The watch takes its name from a pocket watch in AP’s museum that at its time was the world’s most complicated timepiece. But to me, the RD#4 is destined to be one of horology’s most seismic achievements. At 42mm in diameter and just over 15mm in thickness, it’s about the same size as the classic Royal Oak Offshore created in 1993, so it’s extremely wearable and comfortable. Much of this has to do with the movement’s construction, which features the split-seconds mechanism recessed into the bearing assembly for the semi-peripheral rotor. It has built into it a safety mechanism that prevents you from making mistakes such as pulling out the crown when the watch is chiming, and has the most extraordinary and intuitive perpetual-calendar system I’ve ever used. To set it, you simply pull the crown out to position 2 to adjust the grande date backwards or forwards. You set the day of the week with the WD pusher on the left side. You turn the pusher at four o’clock to set the month backwards or forwards, and the two-digit year indicator will follow backwards and forwards as well. Another pusher on the left sets the moonphase.

In white gold with black galvanic dial
In white gold with openworked dial
In white gold with opaline beige dial
In pink gold with openworked dial

I cannot overstate how incredibly easy it is to set all the indications. To set the sonnerie to grande, petite or silent, you simply turn the pusher at two o’clock. The flyback split-seconds chronograph is operated with the two pushers and the split button recessed into the crown. Interestingly, APR&P’s old coiled reset lever spring has been replaced with a traditional spring bar. There is no need for an isolator because the underlying torque of the movement is adequate to overcome any potential rattrapante drag (drop in amplitude when the split-seconds brake is deployed).

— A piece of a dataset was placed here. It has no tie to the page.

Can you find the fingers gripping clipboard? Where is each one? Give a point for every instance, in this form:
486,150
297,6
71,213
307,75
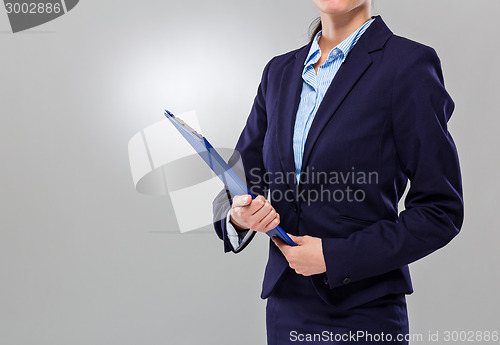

On the subject of power, I asked Papi, “What if it’s midnight at the end of the year, when all calendar information is changing and the grande sonnerie is striking, and I activate the split-seconds brake then?” His reply was, “Good question. The watch has sufficient power to ensure full operation of all functions even in that scenario. The secret is the high-amplitude flying tourbillon we brought over from the RD#3. A normal balance has an amplitude of 330 degrees. Here our balance has an amplitude of over 360 degrees. We accomplished this by designing a new escapement. The result is perfect stability even in this extreme scenario. The watch simply works”

“We decided on a grande sonnerie because this would allow us to use a pusher to activate the minute repeater instead of a slide,” added Papi. “This meant we could waterproof the button and the whole watch. Because of our Supersonnerie technology with our soundboard, even through the watch is water resistant to 20 meters, sound is not affected in any way. This is really a grande complication you can swim in and even play golf with, because we’ve optimized the stability and robustness of every detail.”

Olivia Crouan, AP’s Chief Brand Officer, says, “This is really the future for all complicated watches at Audemars Piguet. We want to continue to create the most extraordinary complications, but also have them be the most user-friendly, reliable and comfortable watches in the world.”

With the creation of the Code 11:59 Universelle, it appears that the Le Brassus manufacture is already well on the way to achieving this very admirable goal.